In questo processo di valutazione non siamo chiamati a condannare gli altri, ma siamo chiamati a prendere decisioni ogni giorno che riflettano un giudizio — speriamo un buon giudizio. L’anziano Dallin H. Oaks, membro del Quorum dei Dodici Apostoli, una volta ha fatto riferimento a questo tipo di decisioni come a “giudizi intermedi” che spesso dobbiamo prendere per la nostra sicurezza o per quella degli altri, in contrapposizione ai cosiddetti “giudizi finali”, che possono essere pronunciati solo da Dio, che conosce tutti i fatti.2 (Ricordate, nel versetto citato prima, che il Signore ha detto che deve trattarsi di “giusti giudizi”, non giudizi dettati dall’orgoglio, che sono molto diversi).

Ad esempio, nessuno biasimerebbe un genitore che impedisce al figlio di correre in una strada a grande traffico.
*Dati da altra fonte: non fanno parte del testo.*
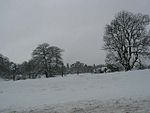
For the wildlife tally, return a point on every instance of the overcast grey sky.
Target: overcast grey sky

Quindi perché si dovrebbe biasimare un genitore che si preoccupa a che ora rientra la sera quel figlio, con pochi anni in più, oppure a quale età esce con le ragazze, o se fa uso di droga o della pornografia o se trasgredisce sessualmente? No, noi prendiamo decisioni, diciamo la nostra opinione e riaffermiamo i nostri valori, in breve diamo dei “giudizi intermedi” in continuazione, o almeno dovremmo.

“Gli altri non hanno il loro libero arbitrio?”

I giovani possono chiedersi, riguardo all’applicabilità universale di una posizione presa della Chiesa: “Certo, noi sappiamo come dovremmo comportarci, ma perché dobbiamo obbligare gli altri ad accettare le nostre norme? Non hanno il loro libero arbitrio? Non siamo orgogliosi o critici se forziamo le nostre credenze sugli altri, chiedendo loro di agire come noi, in un certo modo?” In queste situazioni dovrete avere la sensibilità per spiegare perché si difendono alcuni principi e ci si oppone ad alcuni peccati ovunque essi siano perché le questioni e le leggi coinvolte non sono solo sociali o politiche, ma eterne nelle loro conseguenze. E anche se non vogliamo offendere coloro che la pensano diversamente da noi, siamo ancora più ansiosi di non offendere Dio.

È un po’ come se un giovane poco più che adolescente dicesse: “Ora che posso guidare, so che devo fermarmi al semaforo rosso, ma vogliamo davvero essere critici e cercare di obbligare tutti gli altri a fermarsi quando è rosso?” Quindi dovrete spiegare perché speriamo che tutti si fermino al semaforo rosso. E dovrete farlo senza sminuire coloro che trasgrediscono o che credono diversamente da noi, perché, sì, hanno il loro libero arbitrio morale. Ma non mettete mai in dubbio che c’è un pericolo intorno a noi se alcuni scelgono di non obbedire.

Miei giovani amici, c’è una grande varietà di convinzioni in questo mondo, e c’è il libero arbitrio morale per tutti, ma nessuno è autorizzato ad agire come se Dio fosse muto su questi argomenti o se i comandamenti avessero valore solo se hanno l’approvazione pubblica.

Non conosco capacità più importante e integrità maggiore da dimostrare che quella di seguire questo cammino con sollecitudine, prendendo una posizione morale secondo ciò che Dio ha dichiarato e secondo le leggi che ha dato, ma con compassione, comprensione e grande carità. Parlo di una cosa difficile da fare: fare una perfetta distinzione tra il peccato e il peccatore! Sono poche le distinzioni più difficili da fare e anche da spiegare, ma dobbiamo cercare di fare amorevolmente proprio questo.

Note

  1. George MacDonald, The Unspoken Sermons (2011), 264.

  2. Vedere Dallin H. Oaks, “‘Judge Not’ and Judging”, Ensign, agosto 1999, 6–13.